メンズノンノを立ち読みするのが、エロ本を立ち読みするのと同じくらい恥ずかしくなった。もともと円形脱毛症ができやすい体質でもあったので、ハゲには免疫があった(可哀想)。ただ頭頂部や生え際が薄くなるというハゲの中でも本命中の本命になってみると、また違った落ち込み方を味わうことになる。落ち込み方にもコクが出たというかなんというか、濃度濃いめに落ち込んでいる。
ものを書く仕事の一番いいところは、最低限しか人に会わないで済むところだ。ときどき勝手な時間に映画を観に行けるところがいい。
平日の午前中、コーヒーをどっかで買って、僕は映画館に入る。観たい映画があればラッキーだが、なかったとしても問題はない。
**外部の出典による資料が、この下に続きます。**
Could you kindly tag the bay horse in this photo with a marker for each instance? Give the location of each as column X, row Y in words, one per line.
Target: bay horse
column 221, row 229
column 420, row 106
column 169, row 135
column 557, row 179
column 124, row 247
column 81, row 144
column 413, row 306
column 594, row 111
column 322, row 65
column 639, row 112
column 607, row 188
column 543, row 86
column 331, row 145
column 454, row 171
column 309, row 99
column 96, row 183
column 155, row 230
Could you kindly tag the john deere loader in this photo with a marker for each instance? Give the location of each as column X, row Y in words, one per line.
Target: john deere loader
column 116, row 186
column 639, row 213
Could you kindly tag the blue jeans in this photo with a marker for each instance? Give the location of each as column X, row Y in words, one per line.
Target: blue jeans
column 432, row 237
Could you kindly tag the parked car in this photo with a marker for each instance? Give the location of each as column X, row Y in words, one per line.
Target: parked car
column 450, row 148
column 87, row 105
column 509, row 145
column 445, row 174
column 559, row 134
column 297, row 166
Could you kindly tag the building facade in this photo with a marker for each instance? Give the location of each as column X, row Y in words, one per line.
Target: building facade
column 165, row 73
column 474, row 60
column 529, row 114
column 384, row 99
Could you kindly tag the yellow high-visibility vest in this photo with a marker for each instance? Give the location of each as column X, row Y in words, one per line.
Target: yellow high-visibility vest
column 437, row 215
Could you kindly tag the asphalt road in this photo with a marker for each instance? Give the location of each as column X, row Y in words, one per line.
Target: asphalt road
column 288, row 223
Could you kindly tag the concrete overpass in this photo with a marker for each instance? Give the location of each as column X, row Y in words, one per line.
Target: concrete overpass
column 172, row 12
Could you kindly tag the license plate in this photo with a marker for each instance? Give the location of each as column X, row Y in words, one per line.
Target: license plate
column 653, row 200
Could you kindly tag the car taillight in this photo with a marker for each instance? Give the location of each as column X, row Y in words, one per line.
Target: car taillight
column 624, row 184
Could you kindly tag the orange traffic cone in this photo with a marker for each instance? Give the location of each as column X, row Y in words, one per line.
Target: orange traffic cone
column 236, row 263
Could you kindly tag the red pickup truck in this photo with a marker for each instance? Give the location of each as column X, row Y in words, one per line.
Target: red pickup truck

僕はいつも通り、真ん中よりすこし後ろくらいの席に座って、荷物を置いて上着を脱ぐ。コーヒーをすすって所定の位置に置き、スマートフォンの電源を切る。しばらくすると暗くなって、映画の予告がゆっくりと始まる。その瞬間がなによりも好きだ。自分のみすぼらしい姿を見ることも見られることもない暗闇が好きだ。光の束の中に映される美しい人々、恐ろしい人々、哀しい出来事、幸せな瞬間。自分から切り離された物語と運命に、夢中になるのが好きだ。我を忘れられるものをいくつか持っていないと、生きていくことに嫌気がさしてしまいそうになる。日常をやり過ごすためには、映画館の暗闇の中のような安心感が必要だ。映画館の暗闇の中のような言葉や音楽、パートナー、ひとりの時間。人生に本当に必要ものは、確かな名前の付いていない、そういうあれやこれやな気がしている。